Mariatu is just one of more than 12,000 children orphaned by Ebola, which killed more than 11,000 people in West Africa between 2014 and 2015.
She and her brothers are now being helped by Street Child, but the NGO today warned that many others are still suffering alone.
"Whilst there has been some welcome recovery for many Ebola impacted families and thousands of orphans have been helped by Street Child and others, some of the most at-risk orphans are still in acute conditions," said Street Child CEO Tom Dannatt.
"We should celebrate that the Ebola epidemic is over but we must recognise that for the most complex and vulnerable cases, the crisis certainly isn't.
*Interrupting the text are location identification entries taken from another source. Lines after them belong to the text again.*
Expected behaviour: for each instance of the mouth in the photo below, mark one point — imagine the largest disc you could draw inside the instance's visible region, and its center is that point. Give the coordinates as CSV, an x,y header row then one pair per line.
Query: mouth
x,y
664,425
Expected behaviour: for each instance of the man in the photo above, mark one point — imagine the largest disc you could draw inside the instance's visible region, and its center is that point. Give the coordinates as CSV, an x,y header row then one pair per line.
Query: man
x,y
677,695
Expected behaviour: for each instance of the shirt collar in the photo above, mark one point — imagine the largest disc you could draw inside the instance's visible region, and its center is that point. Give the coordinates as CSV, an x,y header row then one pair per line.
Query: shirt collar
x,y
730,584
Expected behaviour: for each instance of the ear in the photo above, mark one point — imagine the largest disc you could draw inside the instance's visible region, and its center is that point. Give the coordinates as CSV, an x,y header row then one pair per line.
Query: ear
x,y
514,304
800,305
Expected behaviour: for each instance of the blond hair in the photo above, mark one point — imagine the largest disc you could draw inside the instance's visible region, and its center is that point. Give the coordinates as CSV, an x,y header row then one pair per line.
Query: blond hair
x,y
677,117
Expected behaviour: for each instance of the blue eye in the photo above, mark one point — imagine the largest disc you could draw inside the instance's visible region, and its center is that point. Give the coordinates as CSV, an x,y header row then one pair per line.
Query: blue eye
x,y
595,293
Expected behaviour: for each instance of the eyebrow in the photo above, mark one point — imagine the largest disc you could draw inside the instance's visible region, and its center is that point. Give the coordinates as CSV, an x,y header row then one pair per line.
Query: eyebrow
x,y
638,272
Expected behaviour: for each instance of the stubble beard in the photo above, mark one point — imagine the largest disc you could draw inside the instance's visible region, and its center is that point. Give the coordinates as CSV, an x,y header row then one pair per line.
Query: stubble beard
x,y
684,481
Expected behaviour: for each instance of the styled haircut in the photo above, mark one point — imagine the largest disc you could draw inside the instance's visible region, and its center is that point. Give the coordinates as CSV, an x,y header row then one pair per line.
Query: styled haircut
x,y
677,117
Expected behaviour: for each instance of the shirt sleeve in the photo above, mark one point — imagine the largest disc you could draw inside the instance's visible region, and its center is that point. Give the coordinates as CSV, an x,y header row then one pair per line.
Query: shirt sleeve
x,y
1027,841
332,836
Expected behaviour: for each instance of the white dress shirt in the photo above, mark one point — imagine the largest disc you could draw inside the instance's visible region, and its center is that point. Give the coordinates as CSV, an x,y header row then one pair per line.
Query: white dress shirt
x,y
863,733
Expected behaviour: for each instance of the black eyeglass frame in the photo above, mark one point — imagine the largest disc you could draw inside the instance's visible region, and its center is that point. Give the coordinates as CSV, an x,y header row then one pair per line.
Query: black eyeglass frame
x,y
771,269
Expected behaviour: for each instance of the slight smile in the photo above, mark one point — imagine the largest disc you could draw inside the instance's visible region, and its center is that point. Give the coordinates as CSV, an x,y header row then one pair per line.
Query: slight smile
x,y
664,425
In fact in many ways it is at its most dangerous – because international support and interest has largely moved on."
In addition to orphaned children looking after siblings alone, often having to drop out of school to do so, another major concern is teenage mothers who fell pregnant after exchanging sex for food during and in the aftermath of the Ebola crisis. The UN Development Programme estimates that teenage pregnancy rose by up to 65 per cent in some communities, and a total of 18,119 teenage girls became pregnant during the outbreak.
Sierra Leone is also now suffering a food crisis. The price of a bag of rice – a staple food in the country – has more than doubled since 2014, while wages have stagnated.
A report published last week by UN food agencies and the Sierra Leone government warned that half the population – more than 3.5 million people – are facing food shortages.
"The double kick from Ebola and then the collapse of its main commodity, iron ore, means that the post-Ebola celebrations ended long ago," Dannatt said.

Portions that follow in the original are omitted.